Il suo ragionamento parte da un presupposto chiaro: lo sport di vertice non è un capriccio, ma un valore. «È patrimonio, identità, visibilità, economia, partecipazione. È il modo più immediato con cui una città racconta se stessa fuori dai propri confini», scrive. E Taranto, ricorda, «ha dimostrato negli anni di poter essere protagonista».
Proprio per questo, secondo la consigliera, non si può accettare che certe criticità vengano considerate inevitabili. E non si tratta solo della Prisma. «Pesa ancora il silenzio che ha accompagnato la scomparsa del CUS Taranto nel basket», osserva. «Una realtà storica che per anni ha rappresentato un punto di riferimento e che oggi non è più presente nei campionati nazionali. Un segnale che non può essere ignorato».
Il tema, insiste Boshnjaku, «non è una squadra. È un modello». Serve un salto di qualità nel rapporto tra istituzioni e società sportive, soprattutto quelle che portano il nome della città ai livelli più alti. «Non si tratta di privilegi, ma di riconoscere il valore strategico dello sport di eccellenza e accompagnarlo con strumenti adeguati: certezze sugli impianti, tempi amministrativi chiari, interlocuzioni costanti».

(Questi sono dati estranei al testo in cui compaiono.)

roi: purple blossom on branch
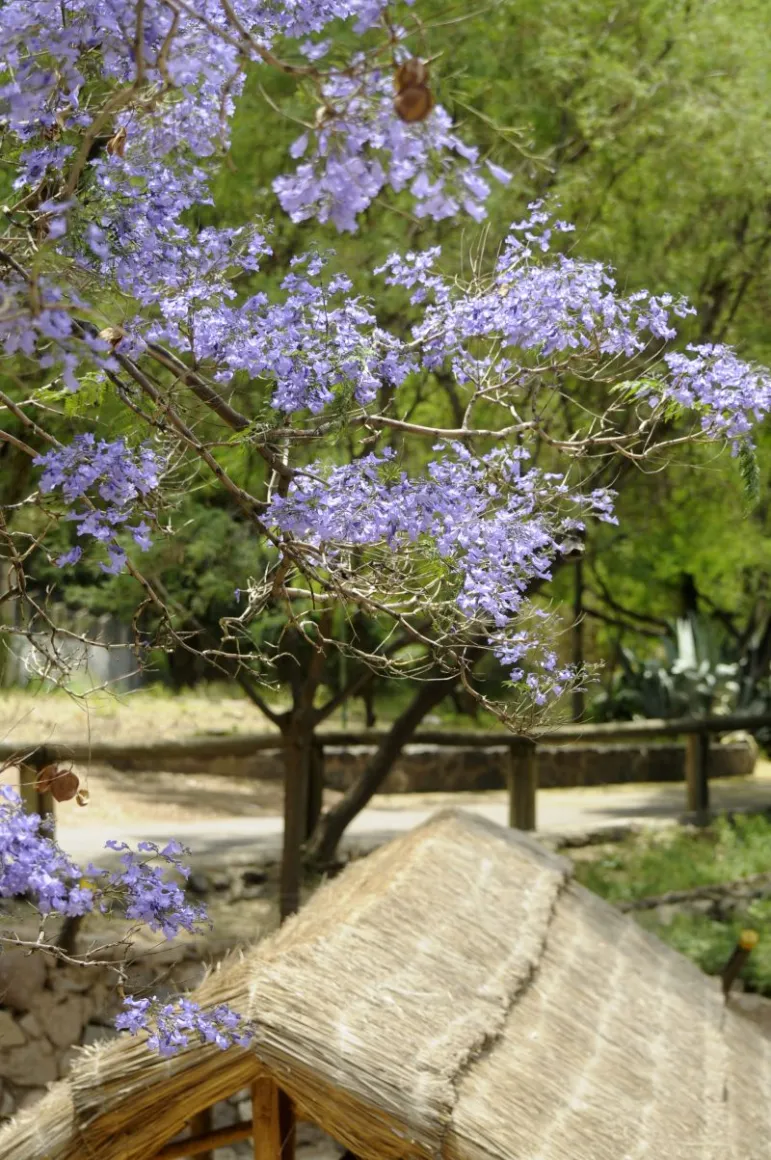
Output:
[35,433,163,574]
[115,999,253,1056]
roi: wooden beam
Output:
[190,1108,213,1160]
[155,1122,252,1160]
[252,1079,294,1160]
[0,713,771,769]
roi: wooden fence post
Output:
[509,737,538,829]
[685,732,710,826]
[19,746,56,838]
[305,738,323,841]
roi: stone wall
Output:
[325,739,756,793]
[0,943,204,1119]
[111,737,757,793]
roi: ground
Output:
[0,690,771,993]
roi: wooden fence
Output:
[6,713,771,829]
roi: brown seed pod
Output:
[35,766,59,793]
[99,326,126,347]
[394,57,428,93]
[51,769,80,802]
[107,126,126,157]
[393,85,434,123]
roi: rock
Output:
[80,1023,118,1047]
[188,870,211,894]
[51,967,94,995]
[19,1088,45,1111]
[0,1039,57,1088]
[0,1087,17,1119]
[44,995,87,1047]
[0,947,45,1013]
[211,1102,239,1131]
[0,1012,27,1051]
[238,886,266,902]
[19,1011,44,1039]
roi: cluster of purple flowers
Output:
[270,444,614,683]
[0,785,95,916]
[274,71,510,231]
[35,434,163,574]
[0,785,206,938]
[115,999,253,1056]
[147,254,414,413]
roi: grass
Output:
[565,814,771,995]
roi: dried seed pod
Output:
[99,326,126,347]
[393,85,434,124]
[107,126,126,157]
[394,57,428,93]
[35,766,59,793]
[51,769,80,802]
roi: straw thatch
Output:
[0,813,771,1160]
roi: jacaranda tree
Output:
[0,0,771,1050]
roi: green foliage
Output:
[575,815,771,994]
[737,441,761,512]
[591,617,740,720]
[568,814,771,902]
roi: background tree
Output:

Tra le questioni più urgenti, la consigliera cita quella delle strutture, a partire dal PalaMazzola, la casa della pallavolo tarantina. «La questione non può rimanere sospesa. Le società hanno bisogno di programmare, e senza programmazione non esiste competitività». Un’urgenza resa ancora più pressante dal calendario: «Il mercato della pallavolo si costruisce in queste settimane. Ritardi e incertezze oggi significano svantaggi domani. E quando si perde terreno a questi livelli, recuperarlo diventa estremamente difficile».
Boshnjaku richiama quindi il ruolo dell’amministrazione: «Da amministratori, il nostro compito non è contrapporci, ma accompagnare, facilitare, rendere possibile». Per questo propone «una fase nuova, basata su ascolto, presenza e responsabilità condivisa», in cui le istituzioni siano percepite «non come distanti, ma come alleate».

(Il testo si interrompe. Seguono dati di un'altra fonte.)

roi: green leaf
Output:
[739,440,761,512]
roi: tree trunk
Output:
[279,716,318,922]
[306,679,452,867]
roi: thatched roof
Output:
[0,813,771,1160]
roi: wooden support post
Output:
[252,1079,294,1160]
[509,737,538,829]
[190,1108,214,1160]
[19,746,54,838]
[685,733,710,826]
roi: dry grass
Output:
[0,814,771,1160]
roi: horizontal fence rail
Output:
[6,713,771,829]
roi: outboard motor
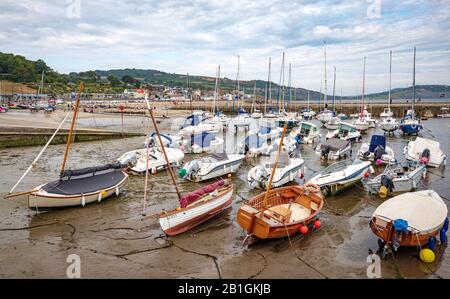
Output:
[419,148,430,165]
[321,145,330,159]
[251,166,269,188]
[378,174,394,198]
[373,145,385,161]
[119,154,137,167]
[180,160,200,179]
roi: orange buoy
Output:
[314,219,322,229]
[300,225,308,235]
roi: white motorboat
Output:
[366,162,426,198]
[380,116,399,133]
[236,134,270,157]
[325,116,341,130]
[380,107,394,118]
[247,151,304,189]
[325,123,361,143]
[178,153,245,182]
[179,121,223,136]
[159,180,234,236]
[248,126,283,140]
[268,138,298,156]
[289,122,322,144]
[437,107,450,118]
[358,135,396,164]
[314,138,352,160]
[308,160,374,196]
[353,117,370,132]
[403,137,447,167]
[183,132,223,154]
[118,147,184,174]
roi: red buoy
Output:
[300,225,308,235]
[314,219,322,229]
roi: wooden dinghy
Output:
[237,186,323,239]
[159,180,233,236]
[237,123,323,239]
[369,190,448,249]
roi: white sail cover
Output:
[373,190,448,234]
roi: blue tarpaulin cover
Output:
[394,219,408,233]
[369,135,386,153]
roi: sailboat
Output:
[317,45,336,124]
[399,47,423,135]
[7,83,128,209]
[353,57,369,132]
[144,96,233,236]
[237,125,324,239]
[380,51,398,134]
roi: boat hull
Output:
[159,187,233,236]
[28,174,128,208]
[237,186,323,239]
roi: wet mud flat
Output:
[0,115,450,278]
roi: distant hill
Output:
[95,69,450,101]
[0,52,450,101]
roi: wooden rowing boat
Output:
[237,123,323,239]
[237,186,323,239]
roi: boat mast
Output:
[233,55,241,111]
[252,80,256,113]
[287,63,292,111]
[412,47,416,116]
[263,121,288,208]
[145,95,181,199]
[361,56,366,119]
[388,50,392,111]
[323,41,328,109]
[333,67,336,111]
[264,57,272,115]
[60,82,84,175]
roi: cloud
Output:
[0,0,450,94]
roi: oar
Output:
[3,190,34,199]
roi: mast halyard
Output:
[60,82,84,175]
[333,67,336,112]
[323,41,328,109]
[388,50,392,112]
[263,122,288,209]
[412,47,416,117]
[145,94,181,199]
[361,56,366,119]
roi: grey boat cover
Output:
[60,162,125,179]
[42,170,125,195]
[211,152,228,161]
[320,138,350,151]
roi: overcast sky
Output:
[0,0,450,95]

La conclusione è un invito a guardare oltre l’emergenza: «Taranto ha tutte le potenzialità per essere una città dello sport, non solo per i grandi eventi, ma per una continuità di risultati e progettualità. Sostenere le società che competono ai massimi livelli significa investire nel futuro della città, dare opportunità ai giovani, generare economia, costruire appartenenza». Una scelta politica, afferma Boshnjaku, «che vale la pena fare».